HP TouchPad Reviews Mixed, Citing Tablet's Need for Tweaks
Hewlett-Packard has quite a bit riding on the marketplace success of its TouchPad tablet, slated for a July 1 release.
The 9.7-inch device not only represents the manufacturer's attempt to carve off a piece of the burgeoning tablet market, but also the debut of the webOS operating system on a form-factor other than a smartphone. HP has plans to port webOS onto desktops and laptops in the future, which in turn places a lot of pressure on the TouchPad to demonstrate that the software platform is a viable one. (HP inherited WebOS when it purchased Palm for $1.2 billion in 2010, and plans to load it onto PCs by early 2012.)
In the United States, HP will offer the 16GB version of the device for $499.99, and the 32GB version for $599.99. The TouchPad relies on a 1.2GHz dual-core processor, faster than a significant portion of the tablets already on the market.
But how's the TouchPad faring in early reviews? The hardware's attracting praise, despite the lack of a rear-facing camera, but webOS seems to have some kinks begging to be worked out in the near-term.
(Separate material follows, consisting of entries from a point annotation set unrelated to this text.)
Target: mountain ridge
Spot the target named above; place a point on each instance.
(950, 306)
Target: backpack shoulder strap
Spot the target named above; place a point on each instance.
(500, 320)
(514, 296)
At least, that's the opinion of reviewers like AllThingsD's Walt Mossberg:
"I've been testing the TouchPad for about a week and, in my view, despite its attractive and different user interface, this first version is simply no match for the iPad," he wrote in his June 29 review. "It suffers from poor battery life, a paucity of apps and other deficits."
After a round of testing, he concluded that the TouchPad's battery life "was only 60 [percent] that of the iPad 2," and that its app store boasts only 300 "tablet-optimized apps." He also needed to reboot in order to correct its sluggishness, an issue that HP claims it will fix with a future software update.
Macworld.com's Jason Snell seemed to agree with many of those points.
"HP has gotten a lot right here, but on the software side, it's just not all there yet," he wrote in his June 29 review. "The interface isn't responsive enough, app launching is slow, and there are too many other quirks that scream that this is a 1.0 release of a tablet operating system."
The New York Times' David Pogue also advised caution when considering a TouchPad purchase.
"In this 1.0 incarnation, the TouchPad doesn't come close to being as complete or mature as the iPad or the best Android tablets," he wrote in his review. "You'd be shortchanging yourself by buying one right now, unless you're some kind of rabid A.B.A. nut (Anything but Apple)."
Nonetheless, he added, "there are signs of greatness here. ... [Hewlett-Packard is] tilting at windmills-but at least it's riding an impressive steed."